In [1]:
import streamlit as st
from stqdm import stqdm

In [2]:
from speaker_embedding import preprocess_wav, VoiceEncoder
from demo_utils import *
from itertools import groupby
from pathlib import Path
from tqdm import tqdm
import numpy as np
import pandas as pd
import pickle
import argparse, sys, os, json, codecs

In [3]:
import warnings
warnings.filterwarnings('ignore')

In [4]:
import matplotlib.pyplot as plt
import matplotlib
cmaps = plt.colormaps()
plt.rcParams["font.family"] = 'AppleGothic'
matplotlib.rcParams['axes.unicode_minus'] = False

from umap import UMAP
import plotly.express as px

In [5]:
import torch
from torch import nn
from skorch import NeuralNetClassifier

## Making Segment Vectors

In [18]:
def get_embeddings(path_sample):
    wav_fpaths = list(Path(path_sample).glob("*.wav"))
    voice_type = list(map(lambda wav_fpath: wav_fpath.parent.stem, wav_fpaths))
    wavs = np.array(list(map(preprocess_wav, stqdm(
        wav_fpaths, "Preprocessing wavs", len(wav_fpaths), position=0))))
    st.success('Finished preprocessing')

    encoder = VoiceEncoder()
    utterance_embeds = np.array(
        list(map(encoder.embed_utterance, stqdm(wavs, "compute emb vec.", len(wavs)))))
    st.success('Finished embedding compute')

    voice_type_wavs = {speaker: wavs[list(indices)] for speaker, indices in
                        stqdm(groupby(range(len(wavs)), lambda i: voice_type[i]))}
    voice_type_embeds = np.array([encoder.embed_speaker(wavs[:len(wavs)])
                                    for wavs in stqdm(voice_type_wavs.values())])
    st.success('Finished voice-type embeddings')

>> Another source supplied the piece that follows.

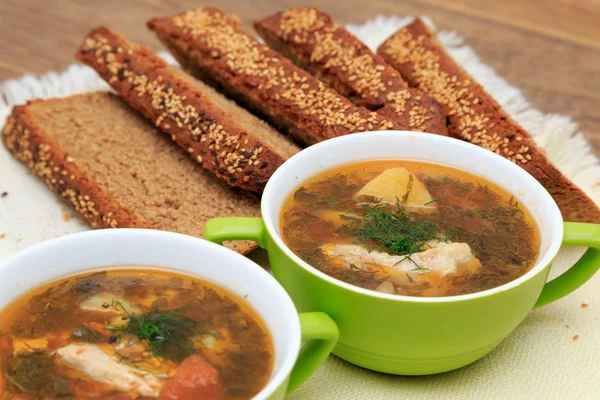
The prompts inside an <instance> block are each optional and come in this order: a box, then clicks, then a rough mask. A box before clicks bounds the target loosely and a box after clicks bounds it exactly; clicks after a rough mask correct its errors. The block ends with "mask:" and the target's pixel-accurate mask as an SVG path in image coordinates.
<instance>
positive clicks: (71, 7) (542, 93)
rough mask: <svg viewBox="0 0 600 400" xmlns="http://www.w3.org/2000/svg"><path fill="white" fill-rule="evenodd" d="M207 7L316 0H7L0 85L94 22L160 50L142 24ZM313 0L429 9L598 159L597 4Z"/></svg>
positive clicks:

    return voice_type, wavs, utterance_embeds, voice_type_wavs, voice_type_embeds

In [19]:
embeds_path = "/home/kwangje/Desktop/sr-iptv-proto/embeds"

In [20]:
with open(embeds_path+'/wavs/wavs_child123_v2_1.pkl','rb') as f:
    wavs_child_123_real = pickle.load(f)

with open(embeds_path+'/wavs/wavs_adult_female_v2_1.pkl','rb') as f:
    wavs_adult_female_real = pickle.load(f)

with open(embeds_path+'/wavs/wavs_adult_male_v2_1.pkl','rb') as f:
    wavs_adult_male_real = pickle.load(f)

In [22]:
with open(embeds_path+'/real/voice_type_embeds_child123_v2_1.pkl','rb') as f:
    embeds_child_123_real = pickle.load(f)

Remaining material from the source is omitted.